Be open to a new approach
Think of some of the situations that have been in that has created high emotions, behaviours and responses with your child? There may be extreme tantrums and deeper cognitive or mental health issues at play. Sometimes, however, it is the small consistent behaviours that bring you to breaking point. For example, having your child constantly say no.
Saying no is an important skill to have, although we do not advocate teaching overcompliance, saying no too often can create a daily struggle and have a negative impact on you and your child’s life. Typically, we see parents responding in fairly consistent ways, which is combative or angry. Instead, it could be most helpful to adopt alternative communication with your child that supports both of you through the process.
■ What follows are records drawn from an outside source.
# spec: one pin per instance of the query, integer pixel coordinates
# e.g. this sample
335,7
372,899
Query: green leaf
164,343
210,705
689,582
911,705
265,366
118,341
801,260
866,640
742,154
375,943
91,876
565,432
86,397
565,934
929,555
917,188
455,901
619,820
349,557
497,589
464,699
It might feel like you’re letting them ‘get away with it’, but gradually the relationship with your child will change, and the new more positive approach will create a greater outcome for all.
Trust in the long game
If you are implementing the tools and techniques indicated through your therapy sessions and plan, but feeling as though it’s not working, consider how much time has passed. It can sometimes take at least half as long to rectify a challenging behaviour as it has existed, so being patient with the process can also help to make you more patient with your child. They are still navigating their responses, behaviours and emotions, and will need to take some to undo habits. The tools you are given are proven methods that our qualified therapists have great faith in. If you’re concerned about how long it is taking, or have any concerns about the techniques, we are always here to listen and help find ways that work for you and your family.